I'm unsure if I agree or not. I think this could benefit from a bit of clarification on the "why this needs to be retired" parts.
For the first slogan, it seems like you're saying that this is not a complete argument for longtermism - just because the future is big doesn't mean its tractable, or neglected, or valuable at the margin. I agree that it's not a complete argument, and if I saw someone framing it that way I would object. But I don't think that means we need to retire the phrase unless we see it being constantly used as a strawman or something? It's not complete, but it's a quick way to summarize a big part of the argument.
For the second one, it sounds like you're saying this is misleading - it doesn't accurately represent the work being done, which is mostly on lock-in events, not affecting the long-term future. This is true, but it takes only one extra sentence to say "but this is hard so in practice we focus on lock-in". It's a quick way to summarize the philosophical motivations, but does seem pretty detached from practice.
I think my takeaway from thinking thru this comment is this:
- Longtermism is a complicated argument with a lot of separate pieces
- We have slogans that summarize some of those pieces and leave out others
- Those slogans are useful in a high-context environment, but can be misleading for those that don't already know all the context they implicitly rely on
How do you understand the claim about expected value? What is the expectation being taken over?
What are some examples of such proxies?
Why would we care about a hypothetical scenario where we're omniscient? Shouldn't we focus on the actual decision problem being faced?
Over my probability distribution for the future. In my expected/average future, almost all lives/experiences/utility/etc are in the long-term future. Moreover, the variance in values of such a variable between possible futures is almost entirely due to differences in the long-term future.
Sure, for the sake of making decisions. For the sake of abstract propositions about "what matters most," it's not necessarily constrained by what we know.
Okay, so you're thinking about what an outside observer would expect to happen. (Another approach is to focus on a single action A, and think about how A affects the long-run future in expectation.)
Coming back to this, in my experience the quote is used to express what we should do; it's saying we should focus on affecting the far future, because that's where the value is. It's not merely pointing out where the value is, with no reference to being actionable.
To give a contrived example: suppose there's a civilization in a galaxy far away that's immeasurably larger than our total potential future, and we can give them ~infinite utility by sending them one photon. But they're receding from us faster than the speed of light, so there's nothing we can do about it. Here, all of the expected value is in this civilization, but it has no bearing on how the EA community should allocate our budget.

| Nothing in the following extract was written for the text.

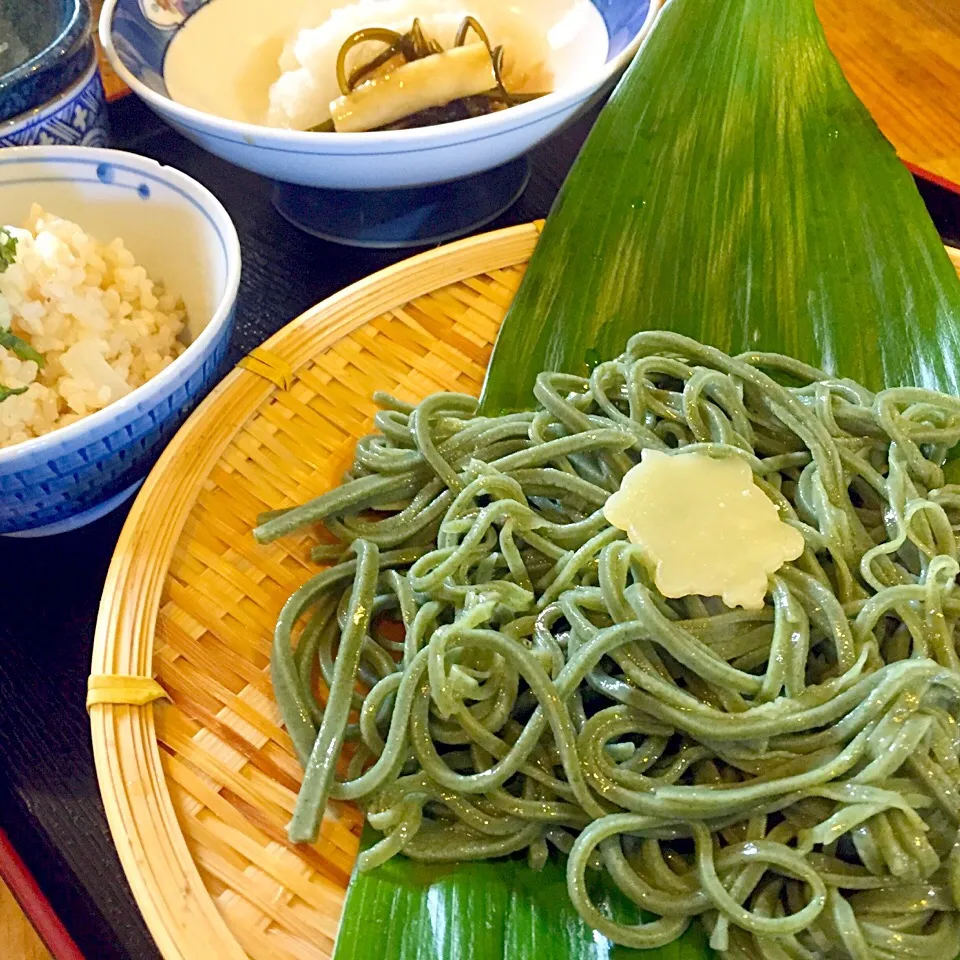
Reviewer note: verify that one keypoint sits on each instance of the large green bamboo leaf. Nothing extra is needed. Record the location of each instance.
(734, 190)
(495, 910)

I just don't think MacAskill/Greaves/others intended this to be interpreted as a perfect-information scenario with no practical relevance.
What do you think about MacAskill's claim that "there’s more of a rational market now, or something like an efficient market of giving — where the marginal stuff that could or could not be funded in AI safety is like, the best stuff’s been funded, and so the marginal stuff is much less clear."?
I mostly agree that obviously great stuff gets funding, but I think the "marginal stuff" is still orders of magnitude better in expectation than almost any neartermist interventions.
Do you disagree with FTX funding lead elimination instead of marginal x-risk interventions?
Not actively. I buy that doing a few projects with sharper focus and tighter feedback loops can be good for community health & epistemics. I would disagree if it took a significant fraction of funding away from interventions with a more clear path to doing an astronomical amount of good. (I almost added that it doesn't really feel like lead elimination is competing with more longtermist interventions for FTX funding, but there probably is a tradeoff in reality.)
I was just about to make all three of these points (with the first bullet containing two), so thank you for saving me the time!